Talking to patients takes time, which many residents say they do not have. It may take two minutes to greet a patient, another to examine the patient, and two more to talk after imaging. Five minutes per patient adds up. Residents might want to use that time to review a previous CT study or discuss the case with a supervisor. Electronic solutions, such as voice recognition software, improved PACS, better workstations, and automated prefetching of past images and reports, can all help residents be more efficient. If residents are still overburdened, then we have to consider how numbers could be increased.

Radiologists in Switzerland have a legal obligation to conduct a patient consultation. The total fee charged for a radiological examination includes a percentage toward this consultation. So if radiologists do not speak with a patient, or his or her family in the case of minors, the hospital is effectively gaining part of that fee unjustly.
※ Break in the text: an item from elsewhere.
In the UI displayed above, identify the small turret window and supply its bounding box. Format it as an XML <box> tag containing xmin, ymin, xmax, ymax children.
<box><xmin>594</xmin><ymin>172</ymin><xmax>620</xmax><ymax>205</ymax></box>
The practice of remote reporting has yet to reach Switzerland, apart from cases requiring second opinions. Some U.S. hospitals outsource their primary reporting work via teleradiology to other qualified radiologists during weekends and the night shift. This can be cheap and efficient, but it is also a very risky strategy. It could be the end of radiology departments as we know them, if all reporting is outsourced and examinations are performed by technologists. It is the best way to kill the specialty within a few years.

I urge my residents to see as many in- and outpatients as possible, even if they require nothing more than a chest x-ray. I try to convince the residents that this is the only way for radiologists to be considered clinicians by patients and referring physicians, which is essential to improving our efficiency and preserving our specialty.

PROF. SCHNYDER is chair of radiology at University Hospital Lausanne in Switzerland.